Ia mendorong kembalinya mereka yang telah melarikan diri dari kota selama pengepungan, memukimkan kembali kaum Muslim, Yahudi, dan Kristen dari bagian lain Anatolia. Dia juga menempatkan para tahanan yang menjadi bagiannya dari rampasan perang di kota.

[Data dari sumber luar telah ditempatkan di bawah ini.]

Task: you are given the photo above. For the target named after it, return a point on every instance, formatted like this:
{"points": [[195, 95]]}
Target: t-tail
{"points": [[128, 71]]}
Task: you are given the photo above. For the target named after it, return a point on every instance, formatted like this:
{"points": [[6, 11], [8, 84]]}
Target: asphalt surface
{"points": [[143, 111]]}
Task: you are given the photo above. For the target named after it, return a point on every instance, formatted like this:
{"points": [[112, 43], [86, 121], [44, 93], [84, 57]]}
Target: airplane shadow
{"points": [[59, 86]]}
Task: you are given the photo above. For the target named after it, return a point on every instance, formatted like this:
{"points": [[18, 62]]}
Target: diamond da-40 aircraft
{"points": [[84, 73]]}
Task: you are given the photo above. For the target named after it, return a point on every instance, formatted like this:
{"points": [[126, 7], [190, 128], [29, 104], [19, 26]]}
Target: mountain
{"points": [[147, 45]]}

Fatih memberikan tanah dan rumah kepada orang-orang ini dan membebaskan mereka dari pajak untuk waktu tertentu.Sang sultan mengundang orang dari seluruh Eropa ke ibukotanya, membentuk suatu masyarakat kosmopolitan yang bertahan hingga sebagian besar periode Utsmaniyah.  Ia memperbaiki infrastruktur kota yang rusak, mulai membangun Grand Bazaar dan Istana Topkapı yang menjadi kediaman resmi sang sultan. (Holt, Peter M.; Lambton, Ann K. S.; Lewis, Bernard, ed. (1977). The Cambridge History of Islam.)

Demikianlah Islam memperlakukan warga negara di wilayah yang baru bergabung ke dalam kedaulatannya. Mengayomi dan menyejahterakan sehingga tidak memunculkan peluang usaha memisahkan diri.